CRANBURY, N.J. (DTN) -- Oil futures on the New York Mercantile Exchange and the Brent contract on the Intercontinental Exchange settled mostly lower Tuesday in ongoing range-bound trade amid little new news affecting oil demand. Traders are awaiting weekly supply data and monthly outlooks that begin midday Wednesday before adjusting course.
Weekly data from the American Petroleum Institute and Energy Information Administration are delayed a day by Monday's federal holiday in observance of Veterans Day, with EIA to provide an update to its short-term outlook midday Wednesday.
At settlement, NYMEX December West Texas Intermediate futures settled flat, down $0.06 at $56.80 per barrel (bbl) ahead of Friday's expiration of September WTI options, with the January contract settling at $56.85 bbl. ICE January Brent futures ended the session with a $0.12 decline at $62.06 bbl.
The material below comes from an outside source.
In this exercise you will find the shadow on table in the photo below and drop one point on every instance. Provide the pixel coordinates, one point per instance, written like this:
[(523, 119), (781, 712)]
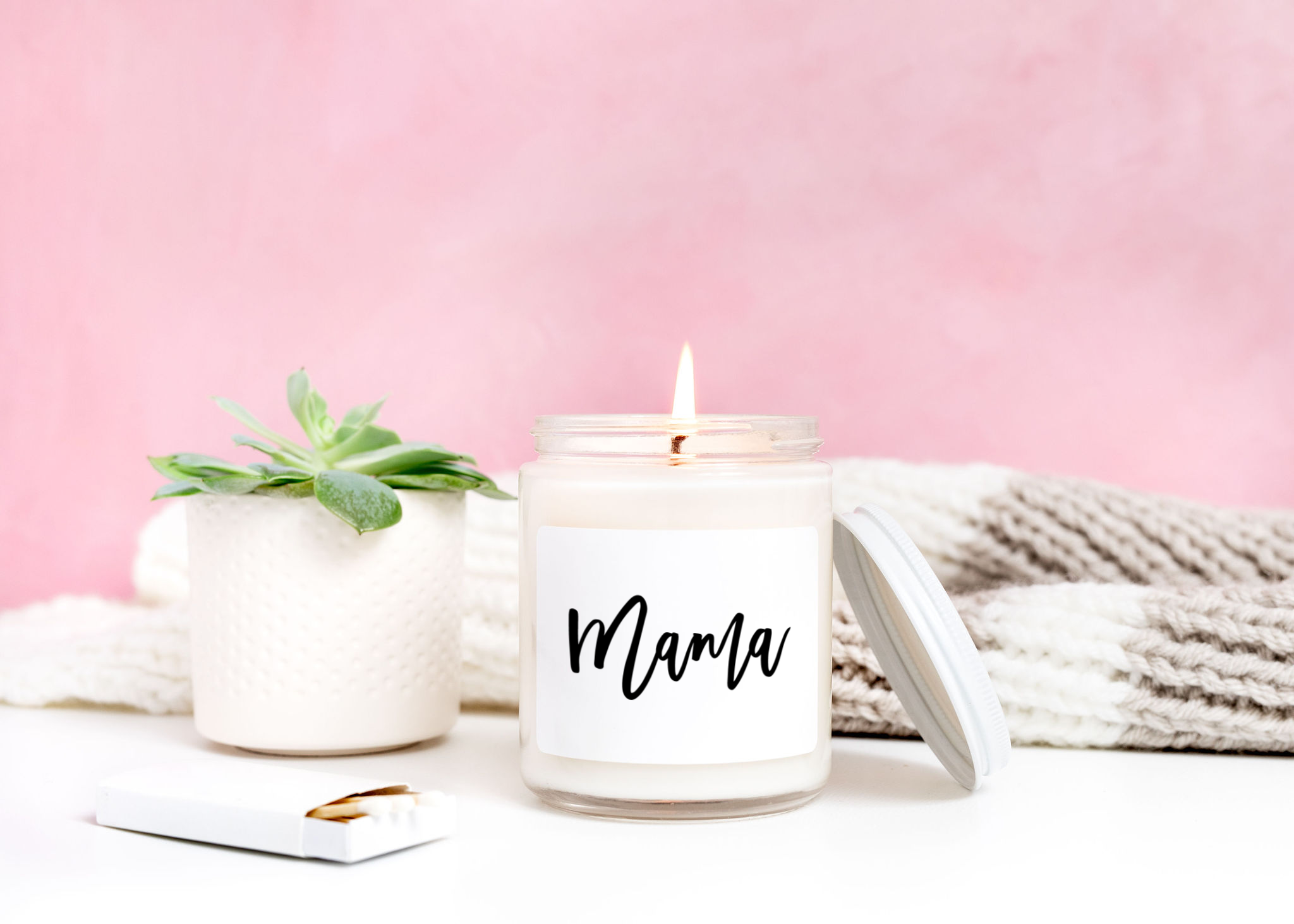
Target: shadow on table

Trade in the diesel contract was more volatile, with December ULSD futures settling lower for a fifth straight session, falling 1.66 cents to a $1.8976-per-gallon 1-1/2-week low on the spot continuous chart. December RBOB futures settled up 0.45 cent at $1.6144 gallon after inside trade.
In a speech at the Economic Club in New York Tuesday, U.S. President Donald Trump reiterated that the United States remains close to signing a "phase one" trade deal with China but repeated the deal would only be agreed to if it was good for the country and U.S. workers, according to Reuters.
The crude contracts rallied to six-week highs last week on reports out of China that the two sides agreed to a "phase one" trade deal that included a synchronized roll back of tariffs. By week's end, Trump said he did not agree to a tariff rollback, sparking selling, and returning markets back to range-bound trade.
Markets remained hemmed in by the uncertainty over the trade negotiations, with an agreement seen sparking an extended rally in commodities and equities on the prospect of improved export trade. The more-than-yearlong trade war between the world's two largest economies, along with trade spats elsewhere globally, is blamed for slowing economic growth globally that has dampened demand for oil. Both the United States and China have experienced slowing economic growth since tariffs were slapped on each other's imports, with export-driven Germany teetering on recession. Germany will release its third quarter gross domestic product estimate Thursday morning.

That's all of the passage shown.